AS QUADRILHAS MAFIOSAS QUE VÊM DO LESTE EUROPEU
O moldavo Ghennadie Gheorgue Flocea, conhecido por ‘Borman’, está a cumprir
uma pena de 18 anos por crimes associados à máfia de Leste. Dos 21 condenados
no julgamento da chamada rede ‘Borman’, apenas três estão ainda a cumprir
pena.
Em Maio de 2002 sentaram-se no banco dos réus do Tribunal de Monsanto 25
homens, originários da Moldávia e da Ucrânia, acusados de angariação de mão-deobra ilegal, associação criminosa e terrorismo. Na altura, 21 elementos da rede
foram condenados.
Em Abril de 2003, por recurso dos advogados de defesa, o julgamento do ano
anterior foi anulado pelo Tribunal da Relação de Lisboa, pelo facto de um dos
juízes ter participado na instrução deste processo, decretando e mantendo a prisão
preventiva de alguns arguidos.
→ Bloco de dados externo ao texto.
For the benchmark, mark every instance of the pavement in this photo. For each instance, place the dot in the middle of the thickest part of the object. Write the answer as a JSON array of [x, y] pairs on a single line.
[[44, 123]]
O Ministério Público recorreu daquela decisão junto
do Tribunal Constitucional, que determinou não ter havido inconstitucionalidade na
decisão do Tribunal de Monsanto, pelo que os arguidos cumpriram as penas
decretadas em 2002.
GRUPO UCRANIANO NA CADEIA
Em Julho de 2003, os membros do ‘Grupo Ternapol’, constituído por 25
ucranianos, foram condenados a penas de prisão que variaram entre os dois e os
15 anos pelo Tribunal de Monsanto, em Lisboa, pelos crimes de associação
criminosa, rapto, extorsão, furto, roubo, posse de arma ilegal e auxílio à mão-deobra e à imigração ilegais. Os elementos desta rede angariavam os trabalhadores
na Ucrânia, aos quais, uma vez chegados a Portugal, retiravam os passaportes
para ficarem sem capacidade de movimento. Depois iam recebendo uma
percentagem dos seus salários, muitas vezes sacada com o emprego de violência.